通帳に残る「800万円の引き出し」老後の裏で起きていた異変
埼玉県内に住む会社員の雅彦さん(仮名・53歳)は、母・和子さん(仮名・83歳)の通帳を見た日のことを、今でも忘れられないといいます。
和子さんは数年前に夫を亡くし、その後は一人暮らしを続けてきました。年金収入は月約14万円。持ち家で家賃負担はなく、生活は「質素だが安定している」と雅彦さんは認識していました。
「貯金もそれなりにあるはずだと思っていました。父が亡くなったときに、ある程度は残っていたので」
転機は、母の通院の付き添いでした。病院の支払いの際、通帳を預かることになり、何気なく記帳したといいます。
そのとき、目に飛び込んできた数字に、思わず手が止まりました。
「え…?」
直近の数ヵ月で、まとまった引き出しが何度も行われており、その合計は約800万円に達していたのです。
「一瞬、見間違いかと思いました」
帰宅後、雅彦さんは母に尋ねました。
「この引き出し、どうしたの?」
和子さんは少し間を置いたあと、静かに答えました。
「頼まれたのよ」
和子さんは、数年前から電話で連絡を取っていた“知人”に対して、お金を振り込んでいたのです。最初は数万円程度だったものが、次第に金額が大きくなり、「今だけ必要」「すぐ返す」といった言葉を信じて送金を続けてしまったといいます。

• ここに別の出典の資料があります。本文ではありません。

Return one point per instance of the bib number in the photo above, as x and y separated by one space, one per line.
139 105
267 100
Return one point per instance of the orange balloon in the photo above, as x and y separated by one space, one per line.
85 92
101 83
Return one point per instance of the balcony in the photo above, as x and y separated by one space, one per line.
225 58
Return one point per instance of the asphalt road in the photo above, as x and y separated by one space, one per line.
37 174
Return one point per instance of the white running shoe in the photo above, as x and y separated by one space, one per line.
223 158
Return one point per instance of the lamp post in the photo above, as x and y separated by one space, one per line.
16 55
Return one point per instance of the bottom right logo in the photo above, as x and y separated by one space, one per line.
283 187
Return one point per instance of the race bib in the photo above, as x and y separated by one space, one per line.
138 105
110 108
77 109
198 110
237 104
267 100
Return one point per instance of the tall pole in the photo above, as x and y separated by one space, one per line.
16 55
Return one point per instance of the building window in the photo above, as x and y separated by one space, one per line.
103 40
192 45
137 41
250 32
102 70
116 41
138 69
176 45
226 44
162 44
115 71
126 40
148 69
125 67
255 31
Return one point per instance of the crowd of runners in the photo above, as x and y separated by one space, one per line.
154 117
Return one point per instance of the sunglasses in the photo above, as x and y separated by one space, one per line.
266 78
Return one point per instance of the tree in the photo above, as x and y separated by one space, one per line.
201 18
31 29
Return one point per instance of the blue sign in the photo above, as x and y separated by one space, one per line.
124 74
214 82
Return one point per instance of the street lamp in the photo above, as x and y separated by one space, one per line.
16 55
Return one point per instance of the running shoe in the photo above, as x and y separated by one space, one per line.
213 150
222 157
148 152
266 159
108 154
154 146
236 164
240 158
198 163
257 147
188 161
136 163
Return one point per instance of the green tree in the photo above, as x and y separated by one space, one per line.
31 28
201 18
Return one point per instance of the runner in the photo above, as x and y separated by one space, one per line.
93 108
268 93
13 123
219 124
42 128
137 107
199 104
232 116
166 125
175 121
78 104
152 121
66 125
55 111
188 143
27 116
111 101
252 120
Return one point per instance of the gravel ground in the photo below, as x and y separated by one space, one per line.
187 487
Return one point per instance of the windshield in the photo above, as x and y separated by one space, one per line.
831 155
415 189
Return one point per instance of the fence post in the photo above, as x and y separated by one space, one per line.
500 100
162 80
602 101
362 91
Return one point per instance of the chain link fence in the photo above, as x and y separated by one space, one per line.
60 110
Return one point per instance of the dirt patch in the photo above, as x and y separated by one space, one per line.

「困っているって言われたら、放っておけなかったのよ」
その表情には、後悔と戸惑いが混じっていました。
こうしたケースは、決して特殊なものではありません。警察庁によれば、特殊詐欺の被害者の多くを高齢者が占めており、近年は電話だけでなく、SNSや個人的なやり取りを通じた金銭被害も増加しています。
雅彦さんは、「まさか自分の母が」と感じたといいます。